The pope has come. The pope has gone. Now it is time for mainstream journalists to tell us what it all meant, to show readers the big picture and to reveal larger truths about what Pope Francis said and, maybe, even about what he should have said.
There's more to this process than news, of course.
About a decade ago, New York Times editor Bill Keller -- yes, the man who soon after his retirement offered the "Kellerism" doctrines -- told an audience of young journalists that his newspaper had changed its credo. He told them: "We long ago moved from 'All the News That's Fit to Print,' to 'All the News You Need to Know, and What It Means.' "
The theologians at the great Gray Lady got started even before the pope was gone, offering a "thumbsucker" analysis piece on Sunday A1 (even thought it was not labeled "analysis") that said the "pastoral" tone used by Pope Francis was a loss for conservatives, who wanted him to defend doctrine. The Times team did note that the pope offered no comments that supported the doctrinal left, either. Thus, the bottom line: Compassion is the opposite of doctrinal orthodoxy. Click here for my earlier post on that.

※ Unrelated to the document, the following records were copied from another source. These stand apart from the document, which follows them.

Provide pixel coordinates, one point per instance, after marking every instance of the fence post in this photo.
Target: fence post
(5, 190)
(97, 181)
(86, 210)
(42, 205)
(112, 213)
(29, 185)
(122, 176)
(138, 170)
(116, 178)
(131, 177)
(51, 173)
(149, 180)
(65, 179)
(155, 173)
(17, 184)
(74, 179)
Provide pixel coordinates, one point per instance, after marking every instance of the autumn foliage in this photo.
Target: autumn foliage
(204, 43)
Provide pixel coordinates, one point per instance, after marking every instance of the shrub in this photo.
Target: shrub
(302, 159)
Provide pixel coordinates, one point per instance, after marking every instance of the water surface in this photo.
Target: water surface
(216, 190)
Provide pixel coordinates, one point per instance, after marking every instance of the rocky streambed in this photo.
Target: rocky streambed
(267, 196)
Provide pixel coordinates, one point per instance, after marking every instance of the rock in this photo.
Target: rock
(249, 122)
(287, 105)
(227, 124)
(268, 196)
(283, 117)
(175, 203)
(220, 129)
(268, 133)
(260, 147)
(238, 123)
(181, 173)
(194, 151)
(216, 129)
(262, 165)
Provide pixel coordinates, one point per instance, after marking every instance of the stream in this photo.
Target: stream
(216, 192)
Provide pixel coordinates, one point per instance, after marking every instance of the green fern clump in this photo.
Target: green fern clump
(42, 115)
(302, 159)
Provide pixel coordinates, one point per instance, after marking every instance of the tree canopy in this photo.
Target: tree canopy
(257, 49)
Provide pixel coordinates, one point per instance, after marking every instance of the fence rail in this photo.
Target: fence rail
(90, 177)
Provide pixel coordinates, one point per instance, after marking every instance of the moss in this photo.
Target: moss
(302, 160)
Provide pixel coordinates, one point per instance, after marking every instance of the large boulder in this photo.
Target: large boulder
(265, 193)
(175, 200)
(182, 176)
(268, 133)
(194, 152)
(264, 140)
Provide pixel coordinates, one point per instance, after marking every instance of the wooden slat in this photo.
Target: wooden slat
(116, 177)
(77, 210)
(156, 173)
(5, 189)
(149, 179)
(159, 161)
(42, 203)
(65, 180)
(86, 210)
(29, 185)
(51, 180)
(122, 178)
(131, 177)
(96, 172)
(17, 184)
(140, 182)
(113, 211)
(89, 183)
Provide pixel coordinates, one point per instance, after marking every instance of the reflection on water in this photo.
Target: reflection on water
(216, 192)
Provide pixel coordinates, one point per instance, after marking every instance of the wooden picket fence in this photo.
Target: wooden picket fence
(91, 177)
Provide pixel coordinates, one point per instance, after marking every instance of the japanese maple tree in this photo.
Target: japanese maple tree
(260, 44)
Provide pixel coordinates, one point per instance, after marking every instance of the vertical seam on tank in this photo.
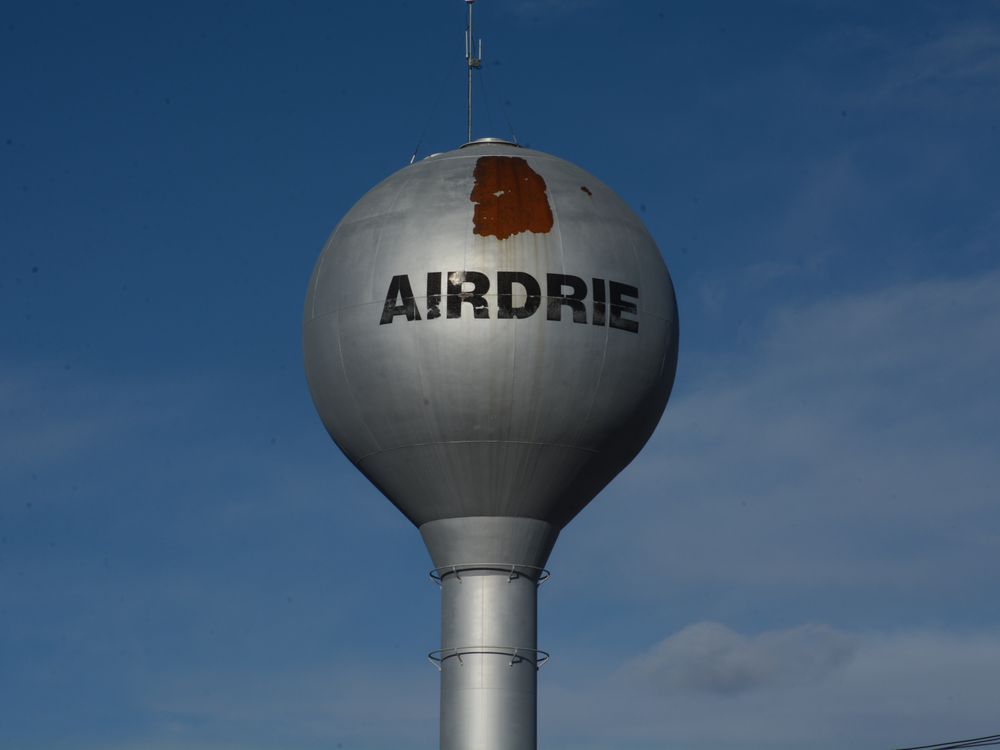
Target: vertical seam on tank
(319, 270)
(347, 379)
(378, 241)
(562, 267)
(597, 387)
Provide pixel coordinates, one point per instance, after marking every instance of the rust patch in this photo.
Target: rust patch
(510, 198)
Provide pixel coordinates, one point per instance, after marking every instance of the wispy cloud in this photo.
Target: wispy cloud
(853, 444)
(810, 686)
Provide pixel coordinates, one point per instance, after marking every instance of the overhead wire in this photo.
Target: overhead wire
(987, 741)
(442, 87)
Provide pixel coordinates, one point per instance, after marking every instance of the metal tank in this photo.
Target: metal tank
(490, 336)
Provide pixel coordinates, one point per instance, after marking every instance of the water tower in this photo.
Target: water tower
(490, 336)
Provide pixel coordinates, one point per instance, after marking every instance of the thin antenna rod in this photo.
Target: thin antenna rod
(472, 61)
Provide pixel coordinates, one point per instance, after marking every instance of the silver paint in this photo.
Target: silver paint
(488, 434)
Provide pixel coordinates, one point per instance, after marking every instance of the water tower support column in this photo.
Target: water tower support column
(489, 569)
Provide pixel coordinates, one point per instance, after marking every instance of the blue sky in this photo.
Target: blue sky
(803, 556)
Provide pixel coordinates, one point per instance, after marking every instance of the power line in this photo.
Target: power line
(988, 741)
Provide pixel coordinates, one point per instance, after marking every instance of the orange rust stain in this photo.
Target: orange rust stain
(510, 198)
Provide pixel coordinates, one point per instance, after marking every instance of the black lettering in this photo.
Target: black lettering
(556, 283)
(505, 294)
(433, 295)
(600, 306)
(620, 307)
(476, 297)
(399, 287)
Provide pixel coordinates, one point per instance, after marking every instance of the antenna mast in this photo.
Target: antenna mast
(473, 60)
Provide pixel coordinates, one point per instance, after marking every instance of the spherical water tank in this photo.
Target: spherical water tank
(490, 332)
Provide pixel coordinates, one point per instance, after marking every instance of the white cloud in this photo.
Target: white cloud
(710, 658)
(812, 686)
(854, 445)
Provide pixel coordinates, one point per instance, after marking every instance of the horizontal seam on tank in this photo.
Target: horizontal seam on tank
(445, 294)
(475, 442)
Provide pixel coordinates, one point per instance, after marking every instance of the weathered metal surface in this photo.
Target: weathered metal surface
(490, 364)
(481, 396)
(510, 198)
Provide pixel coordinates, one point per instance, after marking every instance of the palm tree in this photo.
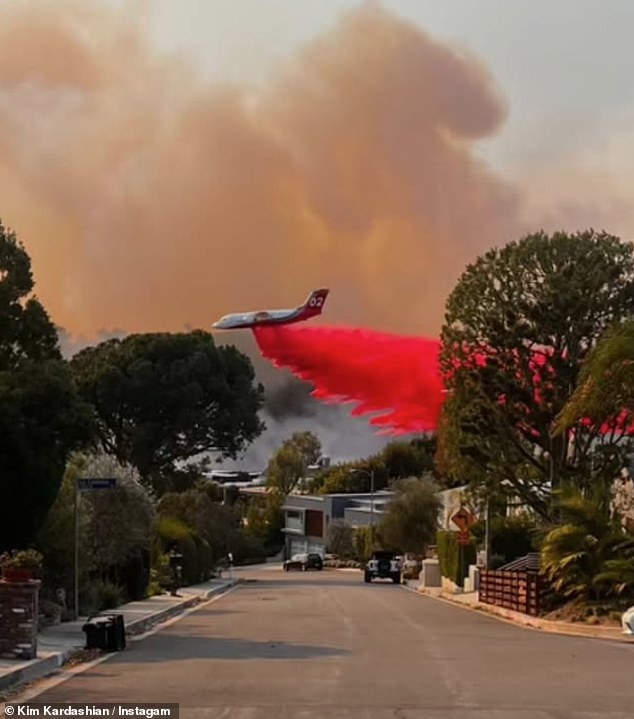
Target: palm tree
(589, 556)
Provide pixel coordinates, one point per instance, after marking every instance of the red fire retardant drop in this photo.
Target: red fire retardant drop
(395, 377)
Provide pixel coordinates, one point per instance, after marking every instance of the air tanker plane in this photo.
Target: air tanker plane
(262, 318)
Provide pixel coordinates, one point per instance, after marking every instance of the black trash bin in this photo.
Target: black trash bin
(95, 631)
(115, 632)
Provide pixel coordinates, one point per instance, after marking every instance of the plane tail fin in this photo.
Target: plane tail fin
(315, 303)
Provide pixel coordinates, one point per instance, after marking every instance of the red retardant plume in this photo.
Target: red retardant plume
(396, 376)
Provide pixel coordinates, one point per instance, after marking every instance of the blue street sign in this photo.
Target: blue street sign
(88, 483)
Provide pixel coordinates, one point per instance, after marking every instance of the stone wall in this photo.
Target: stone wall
(18, 619)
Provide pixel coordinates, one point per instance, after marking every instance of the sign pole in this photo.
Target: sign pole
(81, 485)
(76, 560)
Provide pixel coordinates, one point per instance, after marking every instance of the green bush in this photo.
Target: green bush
(454, 559)
(511, 537)
(174, 534)
(101, 596)
(205, 559)
(363, 544)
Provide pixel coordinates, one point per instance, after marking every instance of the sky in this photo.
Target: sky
(165, 162)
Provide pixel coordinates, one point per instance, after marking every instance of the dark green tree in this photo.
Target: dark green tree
(409, 459)
(605, 388)
(411, 521)
(164, 398)
(340, 538)
(41, 417)
(289, 464)
(518, 326)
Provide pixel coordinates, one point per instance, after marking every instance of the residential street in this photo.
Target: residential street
(325, 645)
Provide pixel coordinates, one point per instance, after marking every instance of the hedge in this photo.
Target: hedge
(449, 559)
(174, 533)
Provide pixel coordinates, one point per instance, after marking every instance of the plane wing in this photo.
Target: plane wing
(260, 318)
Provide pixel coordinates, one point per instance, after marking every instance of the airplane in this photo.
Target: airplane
(262, 318)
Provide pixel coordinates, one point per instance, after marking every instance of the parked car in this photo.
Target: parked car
(304, 562)
(383, 565)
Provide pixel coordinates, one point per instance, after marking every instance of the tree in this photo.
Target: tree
(289, 464)
(409, 459)
(411, 519)
(119, 521)
(518, 325)
(605, 389)
(42, 419)
(165, 398)
(589, 555)
(114, 528)
(340, 538)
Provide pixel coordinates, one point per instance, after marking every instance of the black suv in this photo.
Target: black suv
(303, 562)
(383, 565)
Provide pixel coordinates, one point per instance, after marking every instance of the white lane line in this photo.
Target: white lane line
(45, 685)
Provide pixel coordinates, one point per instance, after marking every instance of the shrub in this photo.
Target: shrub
(175, 535)
(454, 559)
(511, 537)
(102, 596)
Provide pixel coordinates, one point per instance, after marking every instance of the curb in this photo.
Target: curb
(526, 621)
(43, 666)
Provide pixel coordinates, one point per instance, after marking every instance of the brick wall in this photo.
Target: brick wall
(18, 619)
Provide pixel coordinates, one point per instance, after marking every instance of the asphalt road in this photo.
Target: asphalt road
(325, 645)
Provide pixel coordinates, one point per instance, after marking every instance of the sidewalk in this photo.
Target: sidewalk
(469, 600)
(57, 644)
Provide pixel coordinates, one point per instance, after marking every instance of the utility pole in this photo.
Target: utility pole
(369, 473)
(76, 556)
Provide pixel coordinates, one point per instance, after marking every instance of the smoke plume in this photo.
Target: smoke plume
(152, 201)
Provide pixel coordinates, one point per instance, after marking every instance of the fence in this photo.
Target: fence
(519, 591)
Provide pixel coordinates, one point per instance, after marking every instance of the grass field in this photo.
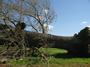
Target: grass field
(60, 58)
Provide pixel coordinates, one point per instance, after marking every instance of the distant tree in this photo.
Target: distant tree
(35, 13)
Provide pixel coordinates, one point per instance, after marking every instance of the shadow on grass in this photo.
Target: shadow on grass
(67, 55)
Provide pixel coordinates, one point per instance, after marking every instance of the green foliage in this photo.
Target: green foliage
(82, 47)
(54, 61)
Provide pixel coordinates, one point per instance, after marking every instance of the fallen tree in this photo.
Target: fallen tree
(77, 44)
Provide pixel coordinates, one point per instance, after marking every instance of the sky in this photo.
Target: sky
(72, 16)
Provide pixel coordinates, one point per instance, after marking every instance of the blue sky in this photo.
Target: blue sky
(72, 16)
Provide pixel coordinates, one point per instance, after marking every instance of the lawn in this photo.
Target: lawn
(60, 58)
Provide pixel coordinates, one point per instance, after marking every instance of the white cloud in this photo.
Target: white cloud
(84, 22)
(41, 18)
(48, 26)
(45, 10)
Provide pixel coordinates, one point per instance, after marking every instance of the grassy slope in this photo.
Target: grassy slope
(60, 58)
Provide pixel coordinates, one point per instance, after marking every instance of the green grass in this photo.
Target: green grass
(60, 57)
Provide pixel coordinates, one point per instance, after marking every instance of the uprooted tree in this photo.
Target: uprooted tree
(18, 14)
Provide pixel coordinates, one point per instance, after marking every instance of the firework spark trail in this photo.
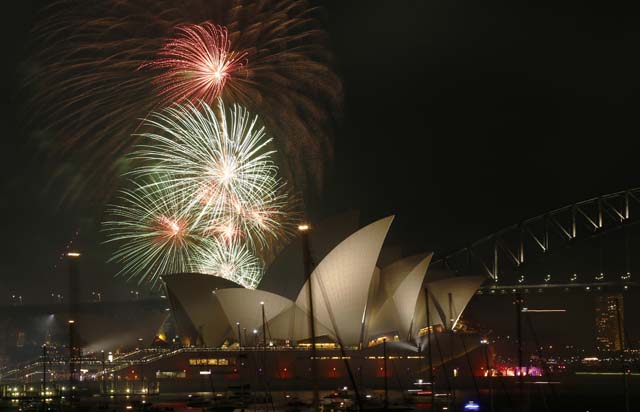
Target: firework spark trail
(196, 64)
(88, 91)
(222, 165)
(232, 261)
(155, 235)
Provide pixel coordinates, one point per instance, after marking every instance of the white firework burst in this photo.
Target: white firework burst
(232, 261)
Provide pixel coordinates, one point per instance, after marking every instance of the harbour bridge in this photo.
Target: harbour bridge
(587, 246)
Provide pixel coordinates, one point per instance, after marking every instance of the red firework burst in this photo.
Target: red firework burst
(196, 64)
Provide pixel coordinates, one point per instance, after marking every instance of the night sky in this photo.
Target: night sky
(460, 118)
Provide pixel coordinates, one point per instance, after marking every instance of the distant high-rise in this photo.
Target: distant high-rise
(609, 329)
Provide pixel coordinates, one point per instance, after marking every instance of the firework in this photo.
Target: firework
(98, 67)
(221, 163)
(196, 65)
(232, 261)
(154, 233)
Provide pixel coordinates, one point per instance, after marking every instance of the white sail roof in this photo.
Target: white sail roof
(244, 306)
(447, 300)
(340, 283)
(395, 303)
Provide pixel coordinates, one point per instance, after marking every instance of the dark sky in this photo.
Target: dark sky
(460, 118)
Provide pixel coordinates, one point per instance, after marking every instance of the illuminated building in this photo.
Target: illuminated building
(356, 303)
(609, 329)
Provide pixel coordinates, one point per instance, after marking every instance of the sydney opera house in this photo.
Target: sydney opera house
(358, 300)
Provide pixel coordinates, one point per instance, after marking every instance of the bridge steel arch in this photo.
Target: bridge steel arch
(504, 255)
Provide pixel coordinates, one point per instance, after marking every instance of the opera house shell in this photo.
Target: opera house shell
(356, 303)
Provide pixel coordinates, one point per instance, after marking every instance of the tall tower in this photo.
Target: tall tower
(73, 291)
(609, 329)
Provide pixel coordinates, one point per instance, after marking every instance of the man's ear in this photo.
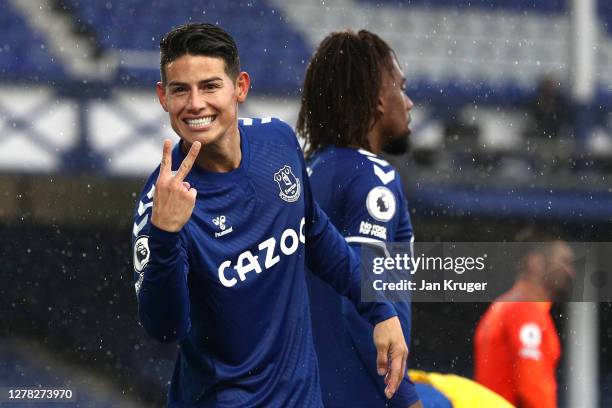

The thumb-sucking process continued in American papers yesterday. The Times weighed in, once again, with a piece stressing that the pope showed a "deft touch" when handling issues in American politics (since we all know that politics are what ultimately matter):
... Mostly Francis demonstrated a nuanced political dexterity, effectively sidestepping the familiar framework of American debate while charting his own broader path. He advocated “life” but emphasized opposition to the death penalty, not abortion. He made strong stands for religious freedom -- a major issue for American bishops -- but refocused the concept on interfaith tolerance and harmony.